CABRERA: And we will see how the President addresses this issue tomorrow when he makes that trip to Tulsa. Abby Phillip, thank you as always for being with us. Don't forget to catch Abby on her show Inside Politics on Sunday.

Still ahead, an all-star outfielder for the Atlanta Braves makes his first court appearance. Next, the horrible details of what police say they saw at the home of Marcell Ozuna.



CABRERA: This just in to CNN, Atlanta Braves outfielder Marcell Ozuna has made his first court appearance after being arrested on domestic violence charges. Now the police report details just a brutal scene.
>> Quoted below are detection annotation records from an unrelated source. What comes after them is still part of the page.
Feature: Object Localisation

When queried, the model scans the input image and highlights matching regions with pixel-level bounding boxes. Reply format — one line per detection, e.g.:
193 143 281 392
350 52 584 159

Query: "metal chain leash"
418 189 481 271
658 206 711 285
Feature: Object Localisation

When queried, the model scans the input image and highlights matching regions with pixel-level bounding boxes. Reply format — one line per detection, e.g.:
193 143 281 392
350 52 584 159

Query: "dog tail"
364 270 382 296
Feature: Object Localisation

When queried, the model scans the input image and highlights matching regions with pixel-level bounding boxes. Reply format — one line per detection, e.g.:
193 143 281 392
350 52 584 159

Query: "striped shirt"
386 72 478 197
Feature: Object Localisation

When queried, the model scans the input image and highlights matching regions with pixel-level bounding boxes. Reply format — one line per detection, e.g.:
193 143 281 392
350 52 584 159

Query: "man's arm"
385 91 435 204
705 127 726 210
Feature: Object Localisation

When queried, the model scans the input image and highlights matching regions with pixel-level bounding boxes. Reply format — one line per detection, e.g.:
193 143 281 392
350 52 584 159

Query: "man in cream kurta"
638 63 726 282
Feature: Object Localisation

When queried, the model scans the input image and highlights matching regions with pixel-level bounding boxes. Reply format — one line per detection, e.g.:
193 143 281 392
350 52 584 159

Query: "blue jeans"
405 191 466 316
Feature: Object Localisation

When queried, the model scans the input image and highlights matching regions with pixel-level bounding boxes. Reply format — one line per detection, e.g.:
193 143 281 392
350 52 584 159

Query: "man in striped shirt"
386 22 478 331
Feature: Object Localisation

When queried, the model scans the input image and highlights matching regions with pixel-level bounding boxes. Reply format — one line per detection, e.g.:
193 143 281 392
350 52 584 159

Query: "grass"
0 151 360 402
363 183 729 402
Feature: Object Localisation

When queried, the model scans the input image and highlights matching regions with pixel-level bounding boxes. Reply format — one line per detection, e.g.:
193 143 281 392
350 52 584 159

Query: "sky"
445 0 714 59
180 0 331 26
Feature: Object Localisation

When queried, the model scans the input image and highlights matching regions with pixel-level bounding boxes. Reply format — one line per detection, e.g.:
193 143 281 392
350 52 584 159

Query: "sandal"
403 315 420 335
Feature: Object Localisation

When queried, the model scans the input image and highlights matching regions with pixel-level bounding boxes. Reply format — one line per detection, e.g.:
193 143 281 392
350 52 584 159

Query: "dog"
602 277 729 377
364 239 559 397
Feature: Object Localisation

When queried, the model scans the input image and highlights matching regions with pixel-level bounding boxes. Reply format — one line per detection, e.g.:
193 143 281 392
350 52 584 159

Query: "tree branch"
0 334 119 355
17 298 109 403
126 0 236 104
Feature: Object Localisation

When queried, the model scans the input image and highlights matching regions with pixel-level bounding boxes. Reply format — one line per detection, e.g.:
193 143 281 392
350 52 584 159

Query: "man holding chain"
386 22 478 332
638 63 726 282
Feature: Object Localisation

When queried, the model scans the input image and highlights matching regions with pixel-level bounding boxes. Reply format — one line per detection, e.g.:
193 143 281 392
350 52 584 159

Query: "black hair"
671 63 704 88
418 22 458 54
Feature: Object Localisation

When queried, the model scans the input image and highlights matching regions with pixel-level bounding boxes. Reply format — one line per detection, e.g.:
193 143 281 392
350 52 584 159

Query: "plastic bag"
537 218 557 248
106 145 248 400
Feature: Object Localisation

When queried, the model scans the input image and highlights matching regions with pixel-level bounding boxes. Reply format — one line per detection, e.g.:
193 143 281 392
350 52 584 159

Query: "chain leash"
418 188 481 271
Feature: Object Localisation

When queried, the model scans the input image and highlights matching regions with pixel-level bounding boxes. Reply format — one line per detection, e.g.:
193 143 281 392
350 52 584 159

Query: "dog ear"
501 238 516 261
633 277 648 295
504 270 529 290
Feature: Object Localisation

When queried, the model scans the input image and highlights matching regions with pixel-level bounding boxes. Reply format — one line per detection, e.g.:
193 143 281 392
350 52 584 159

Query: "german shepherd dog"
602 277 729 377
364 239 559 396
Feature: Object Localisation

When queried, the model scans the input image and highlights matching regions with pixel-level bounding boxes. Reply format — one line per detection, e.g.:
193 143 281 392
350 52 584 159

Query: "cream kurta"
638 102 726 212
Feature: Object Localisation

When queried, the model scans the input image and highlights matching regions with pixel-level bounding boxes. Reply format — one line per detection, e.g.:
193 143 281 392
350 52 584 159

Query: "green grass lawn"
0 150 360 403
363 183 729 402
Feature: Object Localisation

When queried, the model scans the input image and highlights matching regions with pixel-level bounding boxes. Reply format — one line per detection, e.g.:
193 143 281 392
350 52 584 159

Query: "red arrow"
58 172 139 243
Officers say when they arrived at Ozuna's Atlanta area home they saw him grab his wife by the neck and throw her against a wall. CNN's Carolyn Manno is joining us to discuss this and other sports headlines. Carolyn, the details from this report are horrific. How is the MLB responding?

CAROLYN MANNO, CNN SPORTS CORRESPONDENT: Yes, very disturbing, Ana. He was just granted a $20,000 bond a short time ago and instructed to have no contact with his wife. Major League Baseball has had a domestic violence policy in place since 2015. Though, you could argue its effectiveness because we've seen a string of really serious incidents since that time.

What they'll do now is conduct an independent investigation, and they can determine a punishment regardless of judicial outcome here, Ana. So they'll decide what to do. And if these allegations do stack up, if they are true with how disturbing they are, a suspension is certainly on the table and his career is definitely in jeopardy.

CABRERA: Meanwhile, a new display of fans behaving badly this time a Boston Celtics fan throwing a water bottle at Brooklyn Nets guard Kyrie Irving as he was leaving the arena last night. And that bottle just missing his head. What happened to that fan? And how is Kyrie reacting?

MANNO: Yes, this is the latest incident and a very disturbing trend that we've seen as fans have returned to the NBA. That fan was arrested according to the arena and is now facing an indefinite suspension from the arena which falls in line with the punishments that have been filled out for some other incidents similar to this involving player harassment. As for Kyrie Irving, I just want to play for you a little bit of what he said so that you can hear his reaction in his own words.


KYRIE IRVING, BROOKLYN NETS GUARD: It's been that way in history in terms of entertainment, performers, and sports for a long period of time, just underlying racism and just treating people like they're in a human zoo. You know, throwing stuff at people, saying things, you know, it's a certain point where it gets to be too much.


MANNO: You know, human zoo, that terminology really kind of underscores how serious this is and how unsafe the players feel, Ana. And Kyrie Irving has been a villain in Boston since his departure from the Celtics, there's no doubt about that. There is no love lost on either side. Still, he feels like there's racial undertones here as you heard him mention and no player deserves to be victimized and harassed in this way. It's something that the NBA is going to have to clean up because we've seen four such incidents in one round of the playoffs, which is unacceptable to say the least.


CABRERA: It's good to see teams and arenas and other officials finally saying, enough is enough. Carolyn Manno, thank you.